Different materials and designs can be used for the mooring lines which are often made of synthetic rope.

Mooring lines

Different materials and designs can be used for the mooring lines which are often made of synthetic rope. When choosing rope, the breaking strength is the most important factor, but price and duration are also major determinants. The elasticity, given by the E modulus, must also be taken into account. How much a line stretches lengthwise when loaded can be given in the mooring line characteristics.

Lines of synthetic rope are often stretched permanently after the first load so are beyond their elastic range and do not return to their original length. It may be advantageous to pre-stretch the rope before it is used; alternatively, the rope must be tightened after exposure to the environmental loads.


Different materials are used for synthetic ropes, such as PA (nylon), PE, PES and PP, all of which have advantages and disadvantages. PA tolerates the highest forces with a given diameter, while PP ropes have the lowest weight. Metal or Kevlar threads may also be integrated into the rope to increase its strength, but this also increases the cost.

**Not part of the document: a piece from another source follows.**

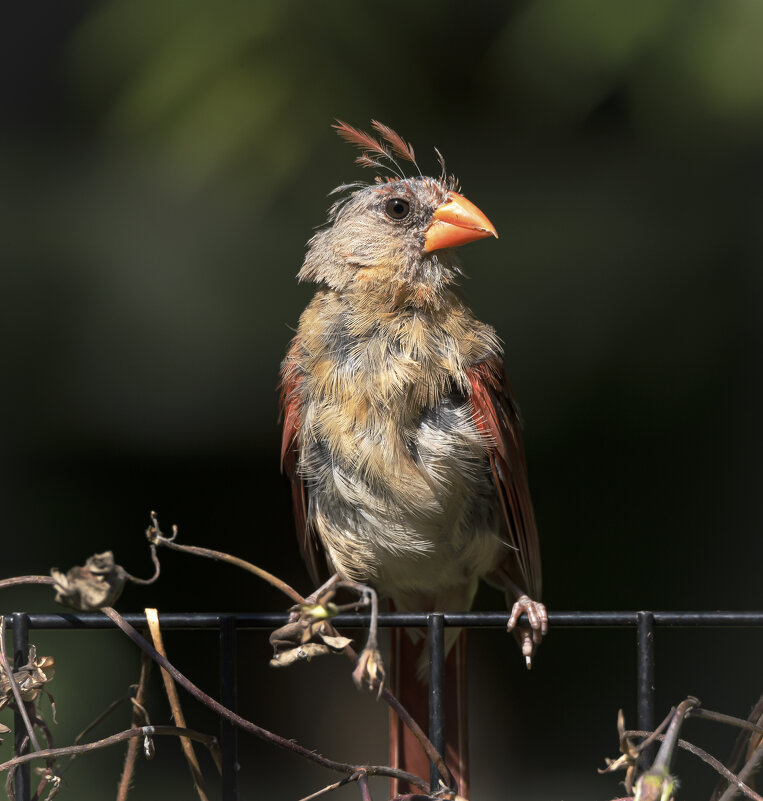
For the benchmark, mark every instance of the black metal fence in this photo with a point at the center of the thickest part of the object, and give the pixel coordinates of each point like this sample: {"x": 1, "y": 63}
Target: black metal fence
{"x": 227, "y": 626}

Ropes may be exposed to chafing and this must be avoided. The rope may be covered, for instance with a PE pipe, to reduce chafing. Variable loads, such as occur in mooring lines, will decrease the strength of the rope more than constant loads. The lifetime of synthetic rope in a mooring system can be set as 4 years as a starting point, but will of course depend on the rope and the loads on it.

If a chain is used in the mooring system, it will be exposed to corrosion. Good quality therefore confers an advantage, but this will be a question of price compared to duration. Chain is heavier to handle than rope and therefore more handling time is necessary. Chain tolerates more mechanical influence (chafing) than rope. For this reason chain is often used near the bottom, close to the anchor, normally for the first 15–20 m of the mooring lines. Afterwards rope is used because it is so much easier to handle. To avoid the connection point being exposed to chafing against the bottom, a small buoy may be added here.

Wire or metal rope, may also be used for mooring, but even though it is strong, it is expensive and difficult to work with, so it is seldom used. It may, however, be a good alternative secondary fixing for cages.